The industry seeks a lower customs duty on metal imports, extensions of loan repayment schedules for smaller manufacturers and large infrastructure projects, including roads.
"The industry needs an immediate package to survive the current economic crisis," J.S. Chopra, President of the Automotive and Component Manufacturers Association of India said.
With vehicle demand slowing, especially for commercial vehicles, several suppliers said that automakers were delaying payments and that loans to fund capacity expansion were difficult to get.
Some manufacturers have also slowed production with Ashok Leyland Ltd., the second-largest manufacturer of commercial vehicles, saying it would halve production until December at the earliest.
Tata Motors Ltd., the third-largest passenger-car manufacturer, said plants in Lucknow and Pune would halt production for six days this month. Tata also planned a two-day shutdown of a heavy-vehicle plant in Jamshedpur.
Mahindra Renault Ltd., a joint venture of automaker Mahindra & Mahindra Ltd. and Renault SA, will drop production of the Logan (pictured above) from 2,500 units a month to 1,000.

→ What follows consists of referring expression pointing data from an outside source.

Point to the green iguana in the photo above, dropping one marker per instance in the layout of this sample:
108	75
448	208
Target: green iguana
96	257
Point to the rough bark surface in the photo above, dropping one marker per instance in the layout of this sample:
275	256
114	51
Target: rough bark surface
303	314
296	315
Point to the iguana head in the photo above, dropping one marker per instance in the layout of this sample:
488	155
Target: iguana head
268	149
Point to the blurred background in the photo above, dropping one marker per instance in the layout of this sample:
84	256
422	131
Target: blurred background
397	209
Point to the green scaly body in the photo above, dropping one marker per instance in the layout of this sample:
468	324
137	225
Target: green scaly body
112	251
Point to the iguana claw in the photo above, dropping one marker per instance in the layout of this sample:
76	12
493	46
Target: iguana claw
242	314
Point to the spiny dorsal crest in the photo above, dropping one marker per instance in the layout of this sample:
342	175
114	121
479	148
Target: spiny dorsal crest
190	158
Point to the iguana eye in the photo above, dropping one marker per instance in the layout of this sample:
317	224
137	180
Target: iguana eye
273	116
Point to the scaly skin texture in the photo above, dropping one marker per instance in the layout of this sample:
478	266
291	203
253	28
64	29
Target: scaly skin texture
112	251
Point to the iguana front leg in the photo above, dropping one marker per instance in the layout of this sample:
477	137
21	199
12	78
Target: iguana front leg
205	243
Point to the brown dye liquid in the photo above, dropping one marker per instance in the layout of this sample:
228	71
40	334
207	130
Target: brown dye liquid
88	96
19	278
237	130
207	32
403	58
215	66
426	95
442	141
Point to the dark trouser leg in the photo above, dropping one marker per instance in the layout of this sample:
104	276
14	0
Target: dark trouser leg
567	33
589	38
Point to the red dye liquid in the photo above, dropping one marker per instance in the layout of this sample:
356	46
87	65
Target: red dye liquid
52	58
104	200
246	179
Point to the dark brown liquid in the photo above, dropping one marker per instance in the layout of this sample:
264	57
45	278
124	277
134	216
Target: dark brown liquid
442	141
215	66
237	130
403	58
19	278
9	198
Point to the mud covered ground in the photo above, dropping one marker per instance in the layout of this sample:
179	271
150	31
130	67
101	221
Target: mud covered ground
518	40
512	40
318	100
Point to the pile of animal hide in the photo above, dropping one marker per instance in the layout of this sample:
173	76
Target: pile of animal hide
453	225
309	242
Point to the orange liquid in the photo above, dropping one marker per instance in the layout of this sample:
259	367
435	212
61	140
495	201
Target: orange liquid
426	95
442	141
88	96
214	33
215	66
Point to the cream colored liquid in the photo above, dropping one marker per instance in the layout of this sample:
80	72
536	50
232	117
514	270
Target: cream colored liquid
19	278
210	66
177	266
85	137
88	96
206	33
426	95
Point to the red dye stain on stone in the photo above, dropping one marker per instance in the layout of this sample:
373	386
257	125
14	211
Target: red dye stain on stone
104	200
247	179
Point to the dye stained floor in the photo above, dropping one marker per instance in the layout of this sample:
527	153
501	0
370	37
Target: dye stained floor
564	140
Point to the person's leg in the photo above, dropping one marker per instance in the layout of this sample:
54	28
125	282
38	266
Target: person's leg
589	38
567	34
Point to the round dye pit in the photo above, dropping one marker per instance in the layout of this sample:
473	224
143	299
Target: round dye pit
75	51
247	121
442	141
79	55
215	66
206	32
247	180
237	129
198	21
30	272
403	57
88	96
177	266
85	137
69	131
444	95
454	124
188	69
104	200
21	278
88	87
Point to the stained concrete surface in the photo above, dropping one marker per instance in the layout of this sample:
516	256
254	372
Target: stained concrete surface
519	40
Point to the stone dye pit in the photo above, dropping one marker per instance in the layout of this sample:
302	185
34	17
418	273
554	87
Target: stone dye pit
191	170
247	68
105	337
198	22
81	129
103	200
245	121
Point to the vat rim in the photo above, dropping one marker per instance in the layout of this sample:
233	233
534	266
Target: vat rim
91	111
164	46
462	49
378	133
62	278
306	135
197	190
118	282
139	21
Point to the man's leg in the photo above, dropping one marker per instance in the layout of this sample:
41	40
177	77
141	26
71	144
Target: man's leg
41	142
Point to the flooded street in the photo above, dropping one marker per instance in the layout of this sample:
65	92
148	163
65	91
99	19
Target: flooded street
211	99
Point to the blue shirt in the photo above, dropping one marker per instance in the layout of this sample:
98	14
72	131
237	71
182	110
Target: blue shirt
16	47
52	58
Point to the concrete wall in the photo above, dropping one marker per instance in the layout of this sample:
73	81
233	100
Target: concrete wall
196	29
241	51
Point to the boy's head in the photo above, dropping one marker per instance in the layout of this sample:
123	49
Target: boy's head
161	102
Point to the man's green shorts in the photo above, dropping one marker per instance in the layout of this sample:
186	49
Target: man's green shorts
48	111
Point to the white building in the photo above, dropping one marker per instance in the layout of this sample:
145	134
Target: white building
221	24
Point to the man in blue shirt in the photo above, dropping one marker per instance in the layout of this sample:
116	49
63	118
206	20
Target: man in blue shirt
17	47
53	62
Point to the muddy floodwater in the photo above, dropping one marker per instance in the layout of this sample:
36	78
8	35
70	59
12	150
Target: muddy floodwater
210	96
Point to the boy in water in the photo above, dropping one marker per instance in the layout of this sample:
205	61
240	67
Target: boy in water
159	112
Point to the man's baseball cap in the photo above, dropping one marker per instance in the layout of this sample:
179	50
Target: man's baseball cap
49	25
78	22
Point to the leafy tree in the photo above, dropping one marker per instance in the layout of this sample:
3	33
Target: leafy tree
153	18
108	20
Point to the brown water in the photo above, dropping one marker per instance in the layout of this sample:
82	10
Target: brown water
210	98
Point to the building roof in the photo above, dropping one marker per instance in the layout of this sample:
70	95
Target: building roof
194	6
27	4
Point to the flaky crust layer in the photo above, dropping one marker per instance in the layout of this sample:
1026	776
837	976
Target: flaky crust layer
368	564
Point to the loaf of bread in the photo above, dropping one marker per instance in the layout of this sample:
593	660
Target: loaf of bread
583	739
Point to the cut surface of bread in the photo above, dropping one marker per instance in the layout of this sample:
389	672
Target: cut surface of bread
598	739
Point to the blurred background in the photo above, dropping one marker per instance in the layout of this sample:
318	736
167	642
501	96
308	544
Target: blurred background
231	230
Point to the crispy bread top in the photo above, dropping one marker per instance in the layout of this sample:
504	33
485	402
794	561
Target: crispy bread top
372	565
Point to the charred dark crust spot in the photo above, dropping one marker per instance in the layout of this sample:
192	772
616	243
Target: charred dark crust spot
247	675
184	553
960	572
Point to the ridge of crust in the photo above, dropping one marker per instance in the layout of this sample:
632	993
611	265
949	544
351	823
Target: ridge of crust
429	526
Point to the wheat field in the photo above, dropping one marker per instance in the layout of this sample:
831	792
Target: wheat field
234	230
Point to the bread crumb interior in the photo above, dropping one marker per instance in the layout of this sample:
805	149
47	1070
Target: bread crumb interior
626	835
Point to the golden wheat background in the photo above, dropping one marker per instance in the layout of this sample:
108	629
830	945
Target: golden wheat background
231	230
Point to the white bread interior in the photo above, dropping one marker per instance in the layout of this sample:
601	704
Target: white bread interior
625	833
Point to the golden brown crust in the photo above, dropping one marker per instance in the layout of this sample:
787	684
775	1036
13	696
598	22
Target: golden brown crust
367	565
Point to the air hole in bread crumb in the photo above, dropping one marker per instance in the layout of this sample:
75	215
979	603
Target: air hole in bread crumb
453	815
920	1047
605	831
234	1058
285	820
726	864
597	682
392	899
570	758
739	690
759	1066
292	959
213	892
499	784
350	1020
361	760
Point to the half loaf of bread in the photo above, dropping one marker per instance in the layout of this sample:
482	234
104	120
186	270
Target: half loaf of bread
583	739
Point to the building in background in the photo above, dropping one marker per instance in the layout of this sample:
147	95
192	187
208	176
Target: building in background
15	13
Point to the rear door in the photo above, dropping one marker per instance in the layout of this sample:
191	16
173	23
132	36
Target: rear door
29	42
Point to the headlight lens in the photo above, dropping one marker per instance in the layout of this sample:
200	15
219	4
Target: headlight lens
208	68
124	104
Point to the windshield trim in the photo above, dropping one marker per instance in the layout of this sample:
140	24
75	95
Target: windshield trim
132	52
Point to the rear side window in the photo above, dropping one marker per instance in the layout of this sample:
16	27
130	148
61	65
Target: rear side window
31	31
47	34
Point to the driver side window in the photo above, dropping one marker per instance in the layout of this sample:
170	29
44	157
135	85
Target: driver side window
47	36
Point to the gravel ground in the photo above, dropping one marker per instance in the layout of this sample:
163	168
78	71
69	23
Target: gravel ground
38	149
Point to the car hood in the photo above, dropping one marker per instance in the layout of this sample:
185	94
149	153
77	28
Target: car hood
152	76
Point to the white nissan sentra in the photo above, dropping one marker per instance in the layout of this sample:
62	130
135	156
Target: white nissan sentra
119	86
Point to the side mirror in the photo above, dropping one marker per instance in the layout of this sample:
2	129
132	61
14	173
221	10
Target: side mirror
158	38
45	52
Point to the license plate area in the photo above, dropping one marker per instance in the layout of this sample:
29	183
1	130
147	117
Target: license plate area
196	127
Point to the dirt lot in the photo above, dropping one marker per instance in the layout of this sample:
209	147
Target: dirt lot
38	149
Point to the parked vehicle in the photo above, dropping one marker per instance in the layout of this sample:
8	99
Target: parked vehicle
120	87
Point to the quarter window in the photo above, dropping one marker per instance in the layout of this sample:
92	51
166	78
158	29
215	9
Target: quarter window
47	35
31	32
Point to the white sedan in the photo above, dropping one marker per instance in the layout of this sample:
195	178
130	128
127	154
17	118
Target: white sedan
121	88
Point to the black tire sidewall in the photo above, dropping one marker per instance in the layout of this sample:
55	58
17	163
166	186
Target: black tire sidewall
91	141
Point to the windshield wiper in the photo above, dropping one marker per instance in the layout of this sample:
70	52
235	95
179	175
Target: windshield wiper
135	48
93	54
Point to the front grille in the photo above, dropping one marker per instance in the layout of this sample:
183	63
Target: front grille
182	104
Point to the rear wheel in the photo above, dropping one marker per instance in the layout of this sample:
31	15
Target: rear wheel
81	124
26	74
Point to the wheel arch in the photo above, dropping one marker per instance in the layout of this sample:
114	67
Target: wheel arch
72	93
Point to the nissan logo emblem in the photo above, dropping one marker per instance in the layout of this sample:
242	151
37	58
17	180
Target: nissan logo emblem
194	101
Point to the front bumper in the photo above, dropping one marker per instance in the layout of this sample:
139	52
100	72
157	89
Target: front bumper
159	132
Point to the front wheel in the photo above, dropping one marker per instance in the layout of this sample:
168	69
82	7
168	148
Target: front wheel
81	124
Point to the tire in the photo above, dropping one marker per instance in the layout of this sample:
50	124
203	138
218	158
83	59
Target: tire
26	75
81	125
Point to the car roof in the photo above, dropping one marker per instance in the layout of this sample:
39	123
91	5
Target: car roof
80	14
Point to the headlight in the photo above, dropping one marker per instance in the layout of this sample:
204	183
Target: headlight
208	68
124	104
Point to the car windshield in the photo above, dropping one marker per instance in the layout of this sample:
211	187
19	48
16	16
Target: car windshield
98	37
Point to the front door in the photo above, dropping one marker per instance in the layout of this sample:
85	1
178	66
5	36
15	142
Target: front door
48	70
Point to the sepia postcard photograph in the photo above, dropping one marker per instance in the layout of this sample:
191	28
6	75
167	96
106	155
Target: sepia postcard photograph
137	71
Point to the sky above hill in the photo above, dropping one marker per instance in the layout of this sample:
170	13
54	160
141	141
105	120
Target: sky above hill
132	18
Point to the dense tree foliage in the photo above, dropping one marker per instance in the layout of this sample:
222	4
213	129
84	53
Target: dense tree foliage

A drop in global sales, led by U.S. automakers, has cut revenue as much as 30 percent for some parts suppliers. The Automotive and Component Manufacturers Association estimates that India's auto parts industry will grow by no more than 6 percent this year, compared with an average growth rate of about 25 percent for the previous five years.
India's car market, among the fastest-growing in the world, dropped seven percent in October, which is usually considered a peak selling month when customers take advantage of "festive offers" during the wedding and Diwali season (a time when Indians buy new items for the home).
But with high interest rates (around 16 percent), demand has slowed considerably. It is hoped a government funded stimulus package with help turn things around.